Boneyard Tools

Unicode code points, planes and UTF-8

What a code point is, how Unicode planes and the BMP are organized, and how UTF-8 encodes any character in one to four bytes.

Code points and the U+ notation

A code point is the unique number Unicode assigns to a character, written as U+ followed by hexadecimal digits. The letter A is U+0041, which is 65 in decimal, and a grinning face emoji is U+1F600, which is 128512. The current range runs from U+0000 up to U+10FFFF, giving room for more than a million code points. A code point is an abstract identity; it says which character you mean but not how it is stored in memory or a file.

Planes and the Basic Multilingual Plane

Unicode divides its code space into 17 planes of 65,536 code points each. Plane 0, the Basic Multilingual Plane or BMP, holds almost every character in common use: Latin, Greek, Cyrillic, Arabic, Hebrew, the main CJK ideographs and thousands of symbols. The higher planes, often called astral or supplementary, hold most emoji, historic scripts, rarer ideographs and specialized symbols. Anything with a code point above U+FFFF lives outside the BMP.

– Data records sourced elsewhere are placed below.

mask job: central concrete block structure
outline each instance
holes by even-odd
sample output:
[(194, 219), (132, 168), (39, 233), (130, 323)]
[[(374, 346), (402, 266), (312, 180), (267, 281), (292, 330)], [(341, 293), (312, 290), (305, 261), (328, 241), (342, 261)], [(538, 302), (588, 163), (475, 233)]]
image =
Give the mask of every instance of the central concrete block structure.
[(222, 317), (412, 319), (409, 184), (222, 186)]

How UTF-8 encodes a code point

UTF-8 is a variable-length encoding that stores a code point in one to four bytes. Code points up to U+007F, the ASCII range, take a single byte, so A stays 0x41. Values up to U+07FF take two bytes, up to U+FFFF take three, and everything above that takes four. The leading byte signals the length and the continuation bytes each begin with the bits 10, which is why a two-byte character like é becomes 0xC3 0xA9 and a four-byte emoji becomes four bytes such as 0xF0 0x9F 0x98 0x80.

Surrogate pairs in UTF-16

JavaScript strings use UTF-16, which stores BMP characters in one 16-bit unit but needs two units, a surrogate pair, for anything above U+FFFF. That is why a single emoji has a string length of 2 even though it is one character. Iterating with the spread operator or a for-of loop walks whole code points and rejoins the pair, which is exactly what this tool does so each astral character is counted and shown once.

Frequently asked questions

Why does an emoji have a JavaScript length of 2?

Emoji above U+FFFF are stored as a UTF-16 surrogate pair, which is two 16-bit units. The .length property counts those units, while this tool counts whole code points, so it reports the emoji as one character.

Is a code point the same as a byte?

No. A code point is the character's number, while bytes are the encoded form. In UTF-8 one code point becomes one to four bytes, so the two values only match for plain ASCII characters.

What is the largest possible code point?

U+10FFFF. Unicode caps the range there so every code point can be encoded in UTF-16, which leaves just over a million usable positions across the 17 planes.